[OC] U.S. states (selected) vs OECD countries: Health spending as % of GDP/GSP vs life expectancy (2020–2022)

    by itchynisan

    3 Comments

    1. **Data & Methods**

      * OECD countries: X = current health expenditure (CHE) as % of GDP (2022), Y = life expectancy at birth (2022). Data from OECD Health Statistics / *Health at a Glance 2023*.
      * United States (total): CHE%GDP (2022) and life expectancy 76.1 years (2021, NCHS) shown as a separate star marker.
      * U.S. states: X = personal health care (PHC) expenditures per capita (CMS State Health Expenditure Accounts, 2020) divided by state GDP per capita (BEA, 2020), shown as PHC%GSP. Y = state life expectancy at birth (2021, NCHS State Life Tables).

      **Key caveat**

      * OECD points (and US total) use **CHE%GDP** (full current health spending).
      * U.S. states use **PHC%GSP**, which covers personal health care only and excludes some components in CHE. State vs country spending levels are therefore not 1:1 comparable, but all definitions are applied consistently within each group.

      **Years**

      * States: spending 2020, life expectancy 2021.
      * US total: spending 2022, life expectancy 2021.
      * OECD countries: spending and life expectancy 2022 (or nearest in the OECD tables).

      **Sources**

      * OECD Health Statistics / *Health at a Glance 2023* (`https://www.oecd.org/health/health-data.htm`)
      * CMS State Health Expenditure Accounts (`https://www.cms.gov/data-research/statistics-trends-and-reports/national-health-expenditure-data`)
      * BEA GDP by State (`https://www.bea.gov/data/gdp/gdp-state`)
      * NCHS life expectancy & state life tables (`https://www.cdc.gov/nchs/`)

      **Tools**

      * Figure created in Python using `pandas` and `matplotlib` from the above sources only, with all points computed directly from published values or simple ratios.

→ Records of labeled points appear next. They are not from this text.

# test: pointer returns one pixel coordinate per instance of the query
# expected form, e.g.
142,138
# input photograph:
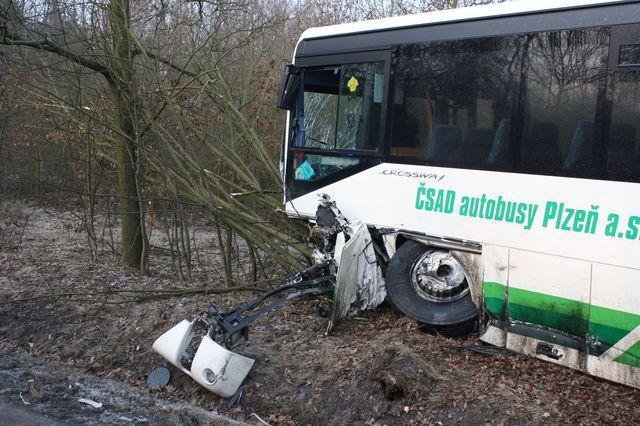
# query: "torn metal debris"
346,258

    2. I believe that every “life expectancy at birth” chart is dominated by (1) how much effort the healthcare system puts into saving the lives of challenging deliveries e.g. premature births, (2) how good the healthcare system is at supporting mothers and babies during the first months.

      Which is fair enough! But when most people read a chart with the title “life expectancy” their mind jumps to thoughts about old people, not babies, so it can feel misleading.

      I’d love to see you do this chart but for life expectancy for 10yo children, say. Or 20yo adults.

    3. Clean, easy to read chart (saving perhaps some font size and color issues?) Well-cited sources? Detailed methods? This is the sort of post we need more of!